People would die and the world would be full of nothing but chaos. Her death wouldn’t solve anything at all.
It was too late for her to change anything now. Perhaps it had been too late as well in the past, but it would have been better if she had known the reality of the situation. She might have figured out a way to fix it. But now she had no control at all.
He was cunning and had built a stronghold that she would have no chance of tearing down.
All this time, she had been afraid of death, but it turned out that living was so much harder. Death would not grant her forgiveness for her mistakes; it was just a cowardly escape from the reality she had to face.
She tried to figure out a way to right her wrongs. The truth was that there were a lot of ways to get rid of that monster who had tricked her, but not many that wouldn’t destroy the world. She was limited, there was only so much she could do.
She realized that if change needed to happen, it had to start from outside.

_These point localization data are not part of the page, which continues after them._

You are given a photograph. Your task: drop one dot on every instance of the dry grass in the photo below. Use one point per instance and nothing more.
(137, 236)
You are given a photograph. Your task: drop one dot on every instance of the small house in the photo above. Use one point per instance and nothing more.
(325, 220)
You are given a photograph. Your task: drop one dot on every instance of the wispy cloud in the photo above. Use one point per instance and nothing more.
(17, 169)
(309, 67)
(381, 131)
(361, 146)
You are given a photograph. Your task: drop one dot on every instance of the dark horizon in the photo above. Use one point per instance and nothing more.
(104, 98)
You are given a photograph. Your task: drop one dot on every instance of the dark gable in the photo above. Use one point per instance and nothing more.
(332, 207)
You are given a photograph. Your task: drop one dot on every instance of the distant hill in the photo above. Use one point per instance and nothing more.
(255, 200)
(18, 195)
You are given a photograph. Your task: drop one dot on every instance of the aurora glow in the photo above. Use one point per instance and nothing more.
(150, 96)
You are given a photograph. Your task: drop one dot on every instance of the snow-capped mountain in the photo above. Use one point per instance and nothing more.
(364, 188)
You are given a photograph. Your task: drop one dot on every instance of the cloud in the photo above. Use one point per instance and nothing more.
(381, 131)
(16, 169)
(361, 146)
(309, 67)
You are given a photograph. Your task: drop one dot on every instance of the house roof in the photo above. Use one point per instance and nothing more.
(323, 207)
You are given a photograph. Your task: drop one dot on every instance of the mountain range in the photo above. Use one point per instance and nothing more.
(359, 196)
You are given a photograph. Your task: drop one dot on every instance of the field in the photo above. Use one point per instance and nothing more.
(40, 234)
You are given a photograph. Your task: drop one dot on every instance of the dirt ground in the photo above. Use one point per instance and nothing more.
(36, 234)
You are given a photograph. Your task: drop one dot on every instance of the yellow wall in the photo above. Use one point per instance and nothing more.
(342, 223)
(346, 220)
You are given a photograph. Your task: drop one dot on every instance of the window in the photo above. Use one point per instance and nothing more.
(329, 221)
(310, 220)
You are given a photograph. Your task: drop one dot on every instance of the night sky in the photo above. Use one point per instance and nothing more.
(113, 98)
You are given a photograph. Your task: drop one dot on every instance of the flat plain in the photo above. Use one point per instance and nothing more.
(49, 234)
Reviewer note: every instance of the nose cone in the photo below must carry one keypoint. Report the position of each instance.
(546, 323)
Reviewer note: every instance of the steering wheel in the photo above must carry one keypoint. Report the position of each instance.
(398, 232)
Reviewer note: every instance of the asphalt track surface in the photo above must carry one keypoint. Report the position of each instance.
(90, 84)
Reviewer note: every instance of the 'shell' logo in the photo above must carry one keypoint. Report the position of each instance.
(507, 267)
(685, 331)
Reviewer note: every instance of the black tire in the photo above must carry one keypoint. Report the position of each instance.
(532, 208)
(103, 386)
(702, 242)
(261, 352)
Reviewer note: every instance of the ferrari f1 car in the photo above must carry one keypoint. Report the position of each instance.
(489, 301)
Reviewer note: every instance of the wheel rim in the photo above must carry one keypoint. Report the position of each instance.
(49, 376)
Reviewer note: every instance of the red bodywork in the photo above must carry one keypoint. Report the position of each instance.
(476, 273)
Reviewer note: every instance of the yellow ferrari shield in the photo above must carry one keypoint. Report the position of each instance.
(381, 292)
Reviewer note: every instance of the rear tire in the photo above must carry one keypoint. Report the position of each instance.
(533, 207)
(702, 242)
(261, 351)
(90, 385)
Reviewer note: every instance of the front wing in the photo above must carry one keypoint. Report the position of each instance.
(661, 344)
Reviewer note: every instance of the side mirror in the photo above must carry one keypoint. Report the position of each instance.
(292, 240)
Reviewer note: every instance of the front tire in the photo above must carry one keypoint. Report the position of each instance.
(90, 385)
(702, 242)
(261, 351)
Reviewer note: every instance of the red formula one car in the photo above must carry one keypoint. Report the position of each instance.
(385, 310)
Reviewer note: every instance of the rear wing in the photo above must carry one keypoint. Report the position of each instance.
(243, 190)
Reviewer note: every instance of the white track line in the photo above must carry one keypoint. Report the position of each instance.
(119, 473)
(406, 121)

And that was when it hit her.
She looked up at Eugene with wide eyes. Could this young Anika manage to pull off a miracle?
Eugene stared back. She was studying the older woman’s face as Alber faced the reality of her situation.
The magicians on the street are part of the ancient tribe, she thought to herself. But they’re being mistreated, and she doesn’t seem to know about any of that. She furrowed her brows. So, who is this person?
The letter from Thas had identified her as the senior member of the family. Now that she thought about it, calling her a senior member seemed a little strange. Thas hadn’t explained Alber’s place in the Muen family, he hadn’t even mentioned her name.
The way they had passed a letter to her through Hitasya and the fact that they had taken her blood made the situation even stranger. It was like they were trying to keep this conversation a secret, like they were trying to not get caught.
What Eugene did know was that the Muens had taken great measures to make sure that Eugene met Alber. If anything, that said just how important Alber was to the family.
But why does she know so little? Eugene wondered. If she’s that important to them, why doesn’t she have the information that she needs?
Alber cleared her throat, ready to speak again. “Why do you want the Muens to teach you magic?” she asked. “If you know that divinity and magic are the same, why seek it out from them?”
Eugene leaned back in her seat. The truth was that she had tried her best not to interact with Sang-je. She knew that the more they met, the higher her chances of making a mistake. Even if she knew it would help her learn magic, she didn’t even consider Sang-je’s help as an option.
But she couldn’t tell Alber that. She had no idea what the connection between Sang-je and the Muens actually was. She couldn’t show any sign of aggression towards him, so she chose to beat around the bush.
“I don’t think His Holiness would know the kind of magic I wish to learn,” she said.
“You want to learn something different from divinity?” Alber pressed. “You think that magic has more to offer aside from what divinity has?”
“I just think that their powers are different,” Eugene tried to clarify. “Divinity relies on the holy powers of God, magic doesn’t.”
The older woman smirked. “Are you saying that magic is for commoners?”
“Not that exactly. Just that it’s more realistic, I suppose.”
“And divinity isn’t?”
Eugene shifted uncomfortably in her seat. “Usually, people trust something they have personally witnessed more than something they’ve just heard of,” she explained. “Divinity requires some sort of confirmation. People will only believe it if they see it.”